No need to repeat the entire saga, which baseball fans know all too well at this point. Baseball needed a boost following the 1994 strike, so MLB turned the other cheek and in some cases encouraged players to take steroids and other PEDs until an entire baseball community acted as if they were oblivious to what was really going on. Records that stood for decades, were shattered, the fans returned to MLB in droves to watch our new superhero sluggers chase baseball’s royal ghosts.

Then when sh#@t hit the scoreboard and the Senate Hearings popped off, players were dressed up in monkey suits and sent to the slaughter for public amusement and political Kama Sutra. They lied on TV and denied using. Some refused to directly answer accusations. Others forgot how to speak English. 

They were like shrinking bugs under a heated microscope and commissioner Selig, who for all intents and purposes allowed the orchestration of a widespread PED epidemic, went from the ringleader to the witch hunter. His ability to avoid blame in something that occurred under his reign and then become the prosecutor of guys he basically used to build his legacy and take baseball to new stratosphere’s financially, is still baffling to this day.

 

Expect baseball writers to say that Pujols' 500-homers won’t mean jack, but they’ll say it’s because no one cares. We’ve seen this all before, too often of late. Some will claim ignorance to the fact that he was even approaching the record. Pujols himself is downplaying the milestone, publicly stating that he ”doesn’t want to talk about the record.” He says his focus is on staying healthy and leading LA back into the fold as contenders. If I was Pujols, I wouldn’t make too big a deal about it either. Celebrated home run marks have been a stain on baseball in recent years. The stench of suspicion that follows every prolific slugger outside of Ken Griffey Jr. and recent Hall of Fame inductee Frank Thomas is sickening.

 

The fact that I can’t embrace this homer chase has nothing to do with how frequently it's occurred of late. It’s just unlikely to me that guys are going to smash the records of Willie Mays, Hank Aaron, Babe Ruth, Frank Robinson and giants of that ilk, without a little help. There really was no such thing as “clean” during Pujols’ prolific homer years. He came into the league in 2001 and from 2003 to 2010 he mashed over 40 homers six times in those eight peak seasons.

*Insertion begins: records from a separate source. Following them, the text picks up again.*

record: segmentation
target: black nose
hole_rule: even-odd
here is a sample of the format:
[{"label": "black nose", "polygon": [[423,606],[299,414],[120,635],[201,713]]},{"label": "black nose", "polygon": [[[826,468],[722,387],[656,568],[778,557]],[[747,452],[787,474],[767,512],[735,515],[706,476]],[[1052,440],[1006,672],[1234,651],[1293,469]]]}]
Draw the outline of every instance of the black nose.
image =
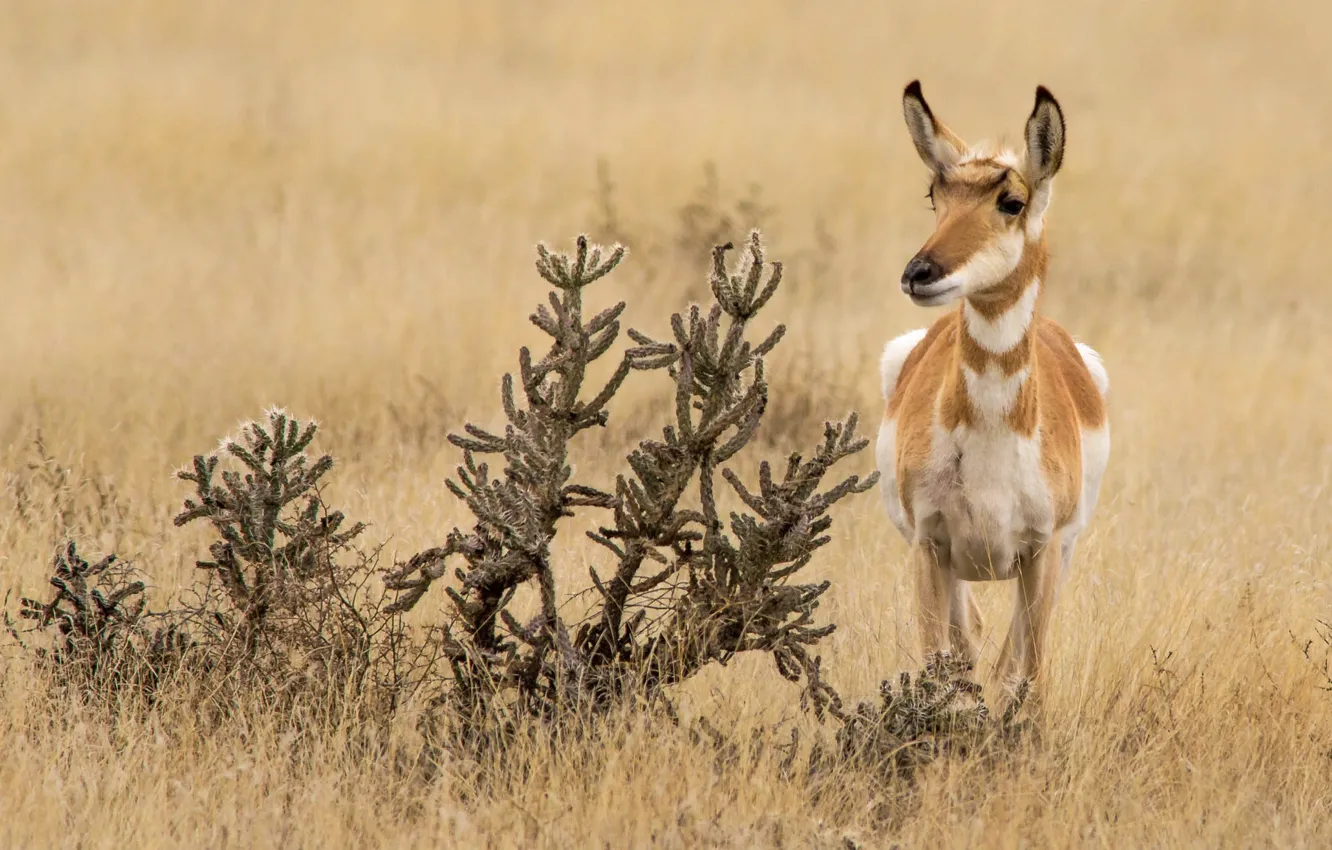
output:
[{"label": "black nose", "polygon": [[938,263],[928,257],[915,257],[902,272],[902,288],[910,292],[920,286],[929,286],[941,277],[943,269]]}]

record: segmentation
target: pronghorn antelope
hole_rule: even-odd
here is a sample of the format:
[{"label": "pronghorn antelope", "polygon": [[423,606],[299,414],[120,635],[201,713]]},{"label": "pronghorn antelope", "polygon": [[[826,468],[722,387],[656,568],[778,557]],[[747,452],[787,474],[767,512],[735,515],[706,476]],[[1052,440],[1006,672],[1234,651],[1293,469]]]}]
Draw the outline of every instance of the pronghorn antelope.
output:
[{"label": "pronghorn antelope", "polygon": [[958,305],[884,349],[883,495],[912,547],[927,658],[951,647],[974,662],[981,623],[967,582],[1017,579],[999,662],[1012,685],[1040,670],[1056,583],[1110,455],[1100,356],[1037,311],[1064,116],[1038,87],[1016,154],[968,146],[919,82],[902,107],[936,216],[902,291]]}]

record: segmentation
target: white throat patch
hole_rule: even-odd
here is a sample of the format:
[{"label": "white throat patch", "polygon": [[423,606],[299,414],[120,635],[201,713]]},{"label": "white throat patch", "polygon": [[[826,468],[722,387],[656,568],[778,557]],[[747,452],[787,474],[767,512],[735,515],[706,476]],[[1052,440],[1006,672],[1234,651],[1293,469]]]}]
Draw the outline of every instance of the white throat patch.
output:
[{"label": "white throat patch", "polygon": [[1002,419],[1013,410],[1022,385],[1031,375],[1031,368],[1023,366],[1011,375],[1005,375],[997,364],[991,363],[984,372],[977,372],[970,366],[962,367],[962,378],[966,381],[967,397],[971,399],[976,412],[986,419]]},{"label": "white throat patch", "polygon": [[1036,298],[1041,293],[1039,279],[1027,284],[1018,302],[994,319],[987,319],[980,314],[971,302],[963,304],[962,315],[966,319],[967,333],[981,348],[991,354],[1003,354],[1011,351],[1022,341],[1027,328],[1031,327],[1031,317],[1036,312]]}]

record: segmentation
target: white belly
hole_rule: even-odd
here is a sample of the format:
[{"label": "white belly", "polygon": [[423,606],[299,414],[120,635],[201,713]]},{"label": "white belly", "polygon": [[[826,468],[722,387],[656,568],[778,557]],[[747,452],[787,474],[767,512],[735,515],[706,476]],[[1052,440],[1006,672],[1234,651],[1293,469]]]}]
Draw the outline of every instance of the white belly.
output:
[{"label": "white belly", "polygon": [[935,428],[927,472],[913,494],[917,534],[951,555],[959,578],[1010,577],[1054,531],[1039,435],[1007,428]]},{"label": "white belly", "polygon": [[[875,455],[888,517],[910,543],[933,539],[949,554],[959,578],[1011,578],[1016,559],[1044,545],[1052,532],[1071,551],[1091,521],[1110,457],[1110,431],[1084,429],[1081,437],[1081,498],[1072,521],[1056,529],[1039,436],[965,429],[950,434],[936,428],[928,474],[910,494],[918,520],[912,522],[897,480],[896,423],[884,420]],[[1067,566],[1068,555],[1063,560]]]},{"label": "white belly", "polygon": [[1050,539],[1054,510],[1039,437],[936,426],[929,464],[909,494],[914,522],[902,505],[896,437],[896,423],[885,419],[875,455],[888,517],[908,542],[933,540],[951,555],[959,578],[1008,578],[1016,558]]}]

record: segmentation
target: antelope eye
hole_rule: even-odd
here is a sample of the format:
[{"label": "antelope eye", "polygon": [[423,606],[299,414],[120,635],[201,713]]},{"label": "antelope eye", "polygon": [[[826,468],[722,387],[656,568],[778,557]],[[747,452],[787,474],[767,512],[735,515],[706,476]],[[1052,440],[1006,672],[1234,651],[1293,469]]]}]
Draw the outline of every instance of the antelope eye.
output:
[{"label": "antelope eye", "polygon": [[1010,198],[1007,195],[1004,195],[999,199],[999,212],[1004,215],[1017,215],[1022,212],[1023,208],[1026,206],[1026,203],[1023,201],[1020,201],[1017,198]]}]

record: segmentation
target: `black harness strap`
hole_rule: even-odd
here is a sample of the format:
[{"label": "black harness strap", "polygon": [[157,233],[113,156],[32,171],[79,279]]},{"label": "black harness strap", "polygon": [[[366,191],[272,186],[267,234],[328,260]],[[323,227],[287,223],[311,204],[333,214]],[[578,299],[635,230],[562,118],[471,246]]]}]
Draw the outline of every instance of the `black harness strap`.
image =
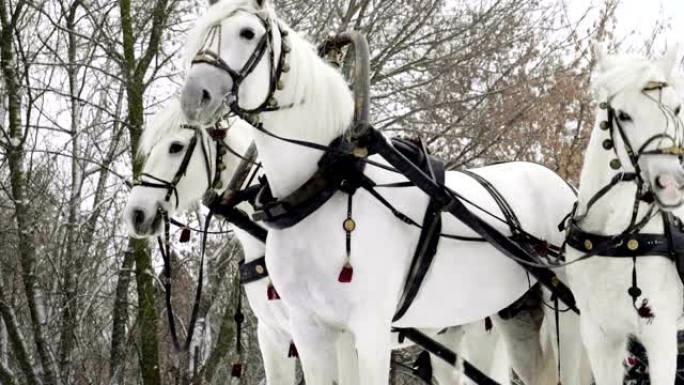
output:
[{"label": "black harness strap", "polygon": [[[422,347],[428,352],[439,357],[451,366],[456,366],[458,363],[458,355],[451,351],[446,346],[433,340],[432,338],[426,336],[420,331],[413,328],[392,328],[393,332],[399,333],[399,342],[403,342],[404,338],[413,341],[416,345]],[[486,374],[476,368],[474,365],[468,361],[462,359],[463,362],[463,374],[470,378],[478,385],[500,385],[498,382],[489,378]]]},{"label": "black harness strap", "polygon": [[518,216],[515,215],[515,211],[513,211],[511,205],[506,201],[503,195],[501,195],[499,190],[497,190],[491,182],[489,182],[480,174],[476,174],[470,170],[462,170],[460,172],[473,178],[485,190],[487,190],[487,193],[489,193],[492,199],[494,199],[494,202],[496,202],[496,205],[499,206],[499,210],[501,210],[501,213],[506,219],[508,227],[511,229],[511,235],[514,237],[518,235],[518,229],[522,229],[520,220],[518,219]]},{"label": "black harness strap", "polygon": [[[399,140],[395,141],[395,143],[402,147],[412,145],[412,143]],[[425,169],[437,183],[443,184],[445,176],[444,163],[436,158],[430,157],[424,145],[422,145],[422,142],[420,147],[414,147],[420,151],[421,155],[420,159],[422,161],[418,164]],[[407,153],[408,150],[405,150],[404,152]],[[437,253],[441,231],[442,211],[437,202],[430,199],[427,208],[425,209],[423,225],[420,230],[420,236],[418,237],[418,245],[413,253],[411,265],[409,265],[406,281],[404,282],[404,291],[397,304],[397,310],[392,317],[392,322],[401,319],[416,299],[420,287],[423,284],[423,280],[425,279],[425,275],[430,269],[435,254]]]},{"label": "black harness strap", "polygon": [[240,283],[246,285],[268,277],[266,257],[257,258],[250,262],[240,261]]},{"label": "black harness strap", "polygon": [[338,155],[340,151],[351,152],[351,144],[340,137],[318,162],[318,169],[300,188],[284,198],[274,198],[268,183],[256,197],[255,221],[264,221],[278,229],[292,227],[325,204],[343,184],[346,188],[359,186],[365,162],[351,154]]},{"label": "black harness strap", "polygon": [[600,235],[582,230],[576,222],[568,228],[567,243],[584,252],[600,250],[602,257],[632,258],[660,256],[673,260],[684,255],[684,232],[681,222],[672,214],[663,215],[664,234],[628,234],[626,236]]}]

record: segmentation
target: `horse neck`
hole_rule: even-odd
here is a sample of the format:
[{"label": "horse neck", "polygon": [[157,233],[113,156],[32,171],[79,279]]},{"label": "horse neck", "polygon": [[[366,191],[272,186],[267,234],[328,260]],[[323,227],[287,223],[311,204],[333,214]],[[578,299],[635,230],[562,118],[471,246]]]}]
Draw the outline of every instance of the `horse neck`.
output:
[{"label": "horse neck", "polygon": [[[600,111],[596,119],[596,126],[589,139],[589,146],[584,155],[584,165],[580,175],[577,215],[586,214],[580,223],[586,231],[600,234],[617,234],[625,230],[630,224],[637,189],[635,182],[618,183],[610,192],[594,203],[587,212],[587,205],[591,198],[609,184],[618,173],[611,169],[609,165],[610,161],[615,159],[615,152],[603,148],[603,141],[609,139],[610,136],[608,131],[600,129],[599,124],[606,119],[606,113]],[[620,146],[623,146],[623,143],[616,138],[614,145],[620,148]],[[629,172],[632,171],[631,166],[624,165],[624,167],[628,167]],[[641,219],[642,215],[647,211],[648,206],[641,202],[637,218]],[[644,231],[658,231],[658,226],[662,226],[662,223],[659,217],[656,216],[644,228]]]},{"label": "horse neck", "polygon": [[[234,123],[234,127],[228,130],[228,135],[226,135],[223,142],[228,148],[235,151],[237,154],[244,155],[247,153],[251,139],[249,136],[245,135],[242,127],[248,126],[247,123],[242,121],[237,121]],[[221,181],[223,185],[226,186],[228,181],[233,177],[233,174],[237,171],[238,165],[242,162],[242,158],[228,151],[226,155],[223,156],[223,164],[226,168],[221,172]]]},{"label": "horse neck", "polygon": [[[291,108],[262,114],[264,128],[279,136],[328,145],[351,124],[353,98],[342,75],[323,62],[308,43],[291,33],[290,71],[278,103]],[[286,143],[257,130],[254,141],[276,197],[288,195],[316,171],[322,152]]]}]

I can’t say he’s dirty. However, if all of his success is “legit,” then the fact that his accomplishments aren’t moving the crowd, in light of everything that has transpired the past 15 years, is an indictment on the game and not the players. MLB is experiencing the calm before the collapse. While TV deals and taking advantage of lower to middle class fans who must budget for a day at the ballpark like it’s a week-long summer vacation has the league on top fiscally, the sacred value of baseball records has been considerably diminished. Baseball will never be the same. The homer will never be viewed the same. That’s just foul.